Lab-grown skin helps unlock secrets of mpox virus infection

Skin organoids offer a powerful platform for drug discovery in the ongoing fight against the virus formerly known as monkeypox. A new model system for studying mpox virus infections in the laboratory is providing valuable insights into the virus's mechanisms of attack on skin cells, offering a potential catalyst in the quest to discover innovative drugs to combat this emerging pathogen.

An international research team that included KAUST scientists has demonstrated that lab-grown human skin—stem cell–derived 3D structures called organoids—can effectively facilitate the active replication of mpox virus, the virus formerly known as monkeypox virus, that spread rapidly during a major outbreak in 2022. The research has resulted in publications in the journals Nature Microbiology and Cell Discovery.

"Researchers can now use this model to study how the mpox virus causes disease and to test new therapeutics," says Intikhab Alam, a bioinformatician who contributed to the study along with his colleague Roberto Incitti, both from KAUST.
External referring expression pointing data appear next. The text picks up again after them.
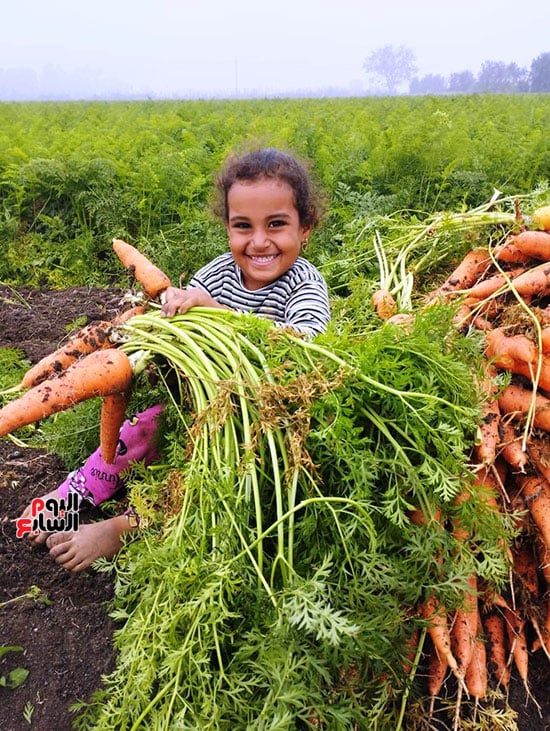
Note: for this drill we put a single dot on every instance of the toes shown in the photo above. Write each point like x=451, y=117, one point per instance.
x=56, y=539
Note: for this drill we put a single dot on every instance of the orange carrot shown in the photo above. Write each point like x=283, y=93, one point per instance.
x=438, y=629
x=509, y=253
x=541, y=218
x=113, y=411
x=100, y=373
x=127, y=314
x=535, y=244
x=94, y=336
x=476, y=672
x=437, y=670
x=486, y=287
x=466, y=274
x=534, y=282
x=545, y=340
x=539, y=454
x=531, y=371
x=384, y=303
x=510, y=446
x=152, y=279
x=517, y=347
x=516, y=401
x=494, y=627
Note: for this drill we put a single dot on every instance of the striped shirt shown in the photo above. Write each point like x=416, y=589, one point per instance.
x=298, y=298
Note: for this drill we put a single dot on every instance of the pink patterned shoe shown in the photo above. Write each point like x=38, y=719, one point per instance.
x=97, y=481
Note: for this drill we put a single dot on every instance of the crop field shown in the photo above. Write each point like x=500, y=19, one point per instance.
x=336, y=528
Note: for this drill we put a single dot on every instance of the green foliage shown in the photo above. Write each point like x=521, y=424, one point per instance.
x=279, y=582
x=16, y=677
x=75, y=175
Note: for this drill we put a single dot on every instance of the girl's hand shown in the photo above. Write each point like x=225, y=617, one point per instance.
x=180, y=300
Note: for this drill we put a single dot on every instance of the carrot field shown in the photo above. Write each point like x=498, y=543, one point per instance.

People infected with the mpox virus typically develop rashes and skin lesions, often leading to scarring and disfigurement—and the lab-grown skin organoids now help show why.
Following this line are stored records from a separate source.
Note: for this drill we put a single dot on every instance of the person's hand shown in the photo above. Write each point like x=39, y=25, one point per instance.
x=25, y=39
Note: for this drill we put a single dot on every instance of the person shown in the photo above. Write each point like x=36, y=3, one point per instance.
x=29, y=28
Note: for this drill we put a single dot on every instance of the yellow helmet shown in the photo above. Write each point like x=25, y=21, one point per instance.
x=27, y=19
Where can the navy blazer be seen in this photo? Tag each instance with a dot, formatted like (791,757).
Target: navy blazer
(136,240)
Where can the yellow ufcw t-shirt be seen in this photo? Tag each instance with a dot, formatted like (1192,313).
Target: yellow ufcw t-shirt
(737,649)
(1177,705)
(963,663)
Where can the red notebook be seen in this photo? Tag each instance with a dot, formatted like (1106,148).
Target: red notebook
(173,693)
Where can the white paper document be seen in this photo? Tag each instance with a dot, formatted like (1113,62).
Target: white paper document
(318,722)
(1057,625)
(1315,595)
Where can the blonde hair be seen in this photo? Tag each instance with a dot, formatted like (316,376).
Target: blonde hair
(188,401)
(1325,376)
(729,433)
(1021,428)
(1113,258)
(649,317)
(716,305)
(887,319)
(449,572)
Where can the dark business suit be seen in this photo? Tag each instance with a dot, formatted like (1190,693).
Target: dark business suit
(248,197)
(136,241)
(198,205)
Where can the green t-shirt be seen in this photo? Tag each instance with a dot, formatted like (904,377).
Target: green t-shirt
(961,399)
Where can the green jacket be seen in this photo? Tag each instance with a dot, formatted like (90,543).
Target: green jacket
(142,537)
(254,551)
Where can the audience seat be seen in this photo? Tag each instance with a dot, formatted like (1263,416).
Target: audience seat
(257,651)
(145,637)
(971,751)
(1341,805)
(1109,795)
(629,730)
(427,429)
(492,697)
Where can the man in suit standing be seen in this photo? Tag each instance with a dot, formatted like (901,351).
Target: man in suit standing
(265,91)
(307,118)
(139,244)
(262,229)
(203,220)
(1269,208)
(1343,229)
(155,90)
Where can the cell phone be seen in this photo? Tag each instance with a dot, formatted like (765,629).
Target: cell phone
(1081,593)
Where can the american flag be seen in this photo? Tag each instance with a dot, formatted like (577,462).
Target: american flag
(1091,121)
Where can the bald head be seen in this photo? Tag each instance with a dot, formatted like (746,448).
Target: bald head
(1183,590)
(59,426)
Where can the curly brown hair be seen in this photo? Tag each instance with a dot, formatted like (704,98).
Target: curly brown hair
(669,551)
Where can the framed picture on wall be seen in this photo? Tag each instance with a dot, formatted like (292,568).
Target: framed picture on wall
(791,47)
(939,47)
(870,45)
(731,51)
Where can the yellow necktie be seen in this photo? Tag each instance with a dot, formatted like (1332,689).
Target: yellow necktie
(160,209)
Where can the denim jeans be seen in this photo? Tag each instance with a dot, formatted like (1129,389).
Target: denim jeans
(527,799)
KAUST's Alam and Incitti collaborated with Qiuwei Abdullah Pan and his team from the Erasmus MC-University Medical Center in Rotterdam to report that the virus takes up residence inside keratinocytes, the predominant cell type in the skin's outer layer. There, the virus undergoes its four steps of assembly, a process that the researchers could observe under high-power microscopes.
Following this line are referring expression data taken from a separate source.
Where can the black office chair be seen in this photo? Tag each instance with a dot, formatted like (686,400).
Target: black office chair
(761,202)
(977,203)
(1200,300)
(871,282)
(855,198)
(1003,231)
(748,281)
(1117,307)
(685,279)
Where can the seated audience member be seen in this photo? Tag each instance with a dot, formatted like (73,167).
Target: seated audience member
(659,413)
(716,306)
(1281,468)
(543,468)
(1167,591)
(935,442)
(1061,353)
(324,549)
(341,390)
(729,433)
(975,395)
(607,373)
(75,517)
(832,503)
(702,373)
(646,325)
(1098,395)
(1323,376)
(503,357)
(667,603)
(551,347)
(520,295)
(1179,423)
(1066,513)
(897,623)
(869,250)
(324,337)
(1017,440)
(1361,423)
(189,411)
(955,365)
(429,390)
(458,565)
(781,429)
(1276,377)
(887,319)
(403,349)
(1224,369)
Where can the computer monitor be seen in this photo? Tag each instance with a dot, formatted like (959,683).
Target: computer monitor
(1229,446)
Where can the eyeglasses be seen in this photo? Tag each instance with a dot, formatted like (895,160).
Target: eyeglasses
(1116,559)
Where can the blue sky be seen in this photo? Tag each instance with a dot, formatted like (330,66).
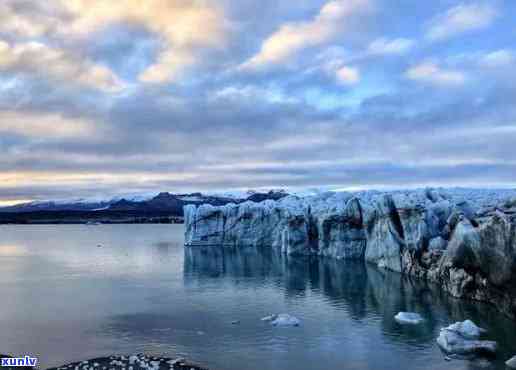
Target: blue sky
(99,97)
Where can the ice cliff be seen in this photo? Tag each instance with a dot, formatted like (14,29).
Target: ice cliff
(462,239)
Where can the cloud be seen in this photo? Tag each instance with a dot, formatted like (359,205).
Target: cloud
(347,75)
(461,19)
(184,27)
(292,37)
(499,58)
(39,59)
(42,126)
(431,73)
(383,46)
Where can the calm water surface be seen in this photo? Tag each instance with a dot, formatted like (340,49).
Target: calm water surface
(64,298)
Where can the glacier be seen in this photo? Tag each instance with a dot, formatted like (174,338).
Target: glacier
(462,239)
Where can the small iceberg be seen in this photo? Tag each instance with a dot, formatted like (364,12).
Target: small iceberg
(511,363)
(411,318)
(284,319)
(466,329)
(462,338)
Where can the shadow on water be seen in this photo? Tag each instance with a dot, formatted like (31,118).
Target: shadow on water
(364,291)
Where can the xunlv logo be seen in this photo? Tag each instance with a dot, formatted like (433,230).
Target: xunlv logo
(19,361)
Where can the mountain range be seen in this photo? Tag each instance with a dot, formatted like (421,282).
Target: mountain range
(164,207)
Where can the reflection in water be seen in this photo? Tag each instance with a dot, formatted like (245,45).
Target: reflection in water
(364,291)
(143,291)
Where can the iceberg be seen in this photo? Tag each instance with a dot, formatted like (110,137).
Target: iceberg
(461,239)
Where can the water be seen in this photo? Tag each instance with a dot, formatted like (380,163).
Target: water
(66,299)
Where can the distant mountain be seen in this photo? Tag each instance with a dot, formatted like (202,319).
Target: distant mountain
(164,206)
Gene expression analyses conducted by the researchers revealed that numerous viral genes become activated in the days following infection. This activation, in turn, appears to induce changes in host cells, leading to alterations in the activity of multiple human genes associated with immunity and cell death.

These genetic alterations likely compromise the skin's protective barrier, resulting in the characteristic lesions observed in infected people.

The observed effects could be reversed through use of an antiviral drug called tecovirimat. In the infected organoids, this drug proved highly effective in halting virus replication and thwarting the subversion of host cells.

The findings validate the mpox-inhibiting potential of tecovirimat, a drug approved to treat infections with the related smallpox virus. They also underscore the potential of the organoid system as a versatile platform with which to screen for novel substances with similar properties.

Notably, the impact of mpox extends beyond skin-related issues. In severe cases, the virus can wreak havoc on internal organs. The same KAUST-affiliated research team previously developed a kidney organoid system designed to study mpox infections in renal tissues. Other groups have investigated mpox dynamics within colon and brain organoids.

"These studies all complement each other by modeling infection in different tissues and with different types of disease manifestations," says Incitti.

Collectively, the efforts in organoid models—which the KAUST researchers and their collaborators are now extending to other viral infection systems as well—should "help to combat the current mpox outbreak and enhance pandemic preparedness for the future," Incitti says.